The Division I Council approved a proposal requiring Bowl Subdivision schools “to conduct camps and clinics at their school’s facilities or at facilities regularly used for practice or competition,” the NCAA said. “Additionally, FBS coaches and non-coaching staff members with responsibilities specific to football may be employed only at their school’s camps or clinics.”

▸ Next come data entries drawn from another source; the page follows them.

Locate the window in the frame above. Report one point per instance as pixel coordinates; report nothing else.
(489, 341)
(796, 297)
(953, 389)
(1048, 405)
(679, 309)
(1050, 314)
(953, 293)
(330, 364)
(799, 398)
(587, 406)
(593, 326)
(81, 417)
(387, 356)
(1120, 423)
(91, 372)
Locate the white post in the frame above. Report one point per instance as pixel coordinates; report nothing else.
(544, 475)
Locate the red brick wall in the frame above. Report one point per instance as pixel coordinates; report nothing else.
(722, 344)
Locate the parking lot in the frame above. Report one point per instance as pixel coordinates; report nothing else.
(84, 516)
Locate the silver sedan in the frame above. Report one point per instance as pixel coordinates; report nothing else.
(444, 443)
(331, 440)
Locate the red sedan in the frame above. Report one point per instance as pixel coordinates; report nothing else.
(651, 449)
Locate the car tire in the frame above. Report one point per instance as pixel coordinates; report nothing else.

The change was effective immediately.
The SEC and Atlantic Coast Conference already ban their coaches from working at football camps away from their campuses. The Big Ten and other conferences do not. Some coaches, most notably Harbaugh, have been trying to make recruiting inroads in the South by guest coaching at camps help at colleges and high schools.
Earlier this week, new Michigan athletic director Warde Manuel said satellite camps are good for prospective college athletes.
“The benefit is to the kids to get the exposure to great coaching and coaches from around the country,” Manuel told The Associated Press before the ruling. “It also gives different coaches from around the country an exposure to kids in those regions. As opposed to saying, well, if you’re interested in Coach Harbaugh having to look at you, you have to get on a plane, sign up for camp, pay for overnight hotel or pay for an overnight camp, in order to participate and get an opportunity to have Coach Harbaugh or any of our coaches interact with you.”
SEC Commissioner Greg Sankey was strongly against what he called “recruiting camps,” but said his league was prepared to lift its restrictions unless the NCAA stepped in. The SEC is in the most fertile football recruiting territory in the country, so its coaches don’t necessarily need to venture outside the league’s footprint for talent. If anything, permitting satellite camps might have led to SEC coaches encroaching on each other’s turf.
The bickering over satellite camps started in 2014, when Penn State coach James Franklin and his staff worked at camps held in Florida and Georgia. Ohio State jumped on board, sending coaches to Florida Atlantic.
Harbaugh took it to another level, going on a satellite camp tour last year that passed through Georgia, Florida, Alabama and Texas.
“I don’t see the negative to that,” Manuel said. “Yes, the coaches would spend more time or the assistant coaches would spend more time (traveling). But in many cases they’re doing camps on their own campuses at different times of the year anyway.”
Notes: The Division I Council approved a proposal to clarify academic integrity rules and make clearer when the NCAA should be involved in a case of academic misconduct involving athletes. … The council tabled a proposal that would allow NCAA championship events to be held in states that permit gambling on college sports and deregulated electronic communication with prospective athletes who participate in football, cross country, track and field and swimming and diving.